2. Topological Spaces

Topological Spaces

Definition of a Topology on a Set

Topology: A topology on a set $X$ is a collection $\tau$ of subsets of $X$ satisfying the following properties:

1. The empty set and $X$ itself are in $\tau$.
2. Any union of sets in $\tau$ is in $\tau$.
3. Any finite intersection of sets in $\tau$ is in $\tau$.

The elements of $\tau$ are called open sets.

Open and Closed Sets

Open Sets: A set $U$ in a topological space $(X,\tau )$ is open if it belongs to the topology $\tau$. That is, $U\in \tau$.

Closed Sets: A set $F$ in a topological space $(X,\tau )$ is closed if its complement $X\setminus F$ is open.

Basis and Subbasis for a Topology

Basis: A basis for a topology on $X$ is a collection $\mathcal{B}$ of subsets of $X$ such that every open set in the topology can be written as a union of sets in $\mathcal{B}$.

Subbasis: A subbasis for a topology on $X$ is a collection $\mathcal{S}$ of subsets of $X$ such that the collection of all finite intersections of sets in $\mathcal{S}$ forms a basis for the topology.

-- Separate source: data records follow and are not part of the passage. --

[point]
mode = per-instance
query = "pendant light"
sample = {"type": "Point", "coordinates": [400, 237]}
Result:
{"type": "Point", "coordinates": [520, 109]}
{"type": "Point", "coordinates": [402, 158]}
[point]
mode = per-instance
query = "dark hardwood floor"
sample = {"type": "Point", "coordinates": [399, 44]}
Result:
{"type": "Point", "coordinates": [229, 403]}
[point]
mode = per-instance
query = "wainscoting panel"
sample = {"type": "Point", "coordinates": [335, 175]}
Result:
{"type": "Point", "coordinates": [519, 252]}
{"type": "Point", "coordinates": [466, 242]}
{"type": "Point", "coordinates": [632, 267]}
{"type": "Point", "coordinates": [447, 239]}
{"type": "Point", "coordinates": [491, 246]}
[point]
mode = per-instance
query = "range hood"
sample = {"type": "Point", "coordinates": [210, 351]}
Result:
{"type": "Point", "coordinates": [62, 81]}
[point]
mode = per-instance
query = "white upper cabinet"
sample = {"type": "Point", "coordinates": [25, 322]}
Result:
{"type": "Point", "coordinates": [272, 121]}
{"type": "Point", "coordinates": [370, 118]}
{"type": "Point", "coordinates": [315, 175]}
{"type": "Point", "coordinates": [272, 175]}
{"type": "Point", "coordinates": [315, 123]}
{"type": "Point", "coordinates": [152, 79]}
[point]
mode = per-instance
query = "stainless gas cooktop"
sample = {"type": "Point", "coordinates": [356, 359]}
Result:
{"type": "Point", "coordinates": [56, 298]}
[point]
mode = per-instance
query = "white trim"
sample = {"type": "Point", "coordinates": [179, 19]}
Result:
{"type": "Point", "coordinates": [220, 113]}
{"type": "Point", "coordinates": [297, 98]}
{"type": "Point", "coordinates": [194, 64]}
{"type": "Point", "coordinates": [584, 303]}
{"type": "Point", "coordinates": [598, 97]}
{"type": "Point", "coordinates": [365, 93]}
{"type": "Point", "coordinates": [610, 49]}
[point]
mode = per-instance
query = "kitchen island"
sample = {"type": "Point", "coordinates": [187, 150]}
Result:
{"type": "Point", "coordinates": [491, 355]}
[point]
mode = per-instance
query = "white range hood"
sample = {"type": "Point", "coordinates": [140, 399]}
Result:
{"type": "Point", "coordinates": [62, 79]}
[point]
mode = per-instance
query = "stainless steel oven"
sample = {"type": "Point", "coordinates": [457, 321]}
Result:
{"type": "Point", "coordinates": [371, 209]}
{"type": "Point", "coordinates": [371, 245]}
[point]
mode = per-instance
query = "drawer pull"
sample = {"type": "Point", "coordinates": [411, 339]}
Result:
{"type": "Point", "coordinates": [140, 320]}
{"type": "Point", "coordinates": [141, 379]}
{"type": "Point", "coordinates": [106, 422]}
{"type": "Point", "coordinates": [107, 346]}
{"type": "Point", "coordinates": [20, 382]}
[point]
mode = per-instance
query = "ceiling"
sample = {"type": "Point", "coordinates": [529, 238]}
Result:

Examples of Topological Spaces

Discrete Topology: The discrete topology on a set $X$ consists of all possible subsets of $X$. That is, every subset of $X$ is open.

Trivial Topology: The trivial topology on a set $X$ consists only of the empty set and $X$ itself.

Standard Topology on $\mathbb{R}$: The standard topology on the real line $\mathbb{R}$ is generated by the open intervals $(a,b)$ for all $a,b\in \mathbb{R}$.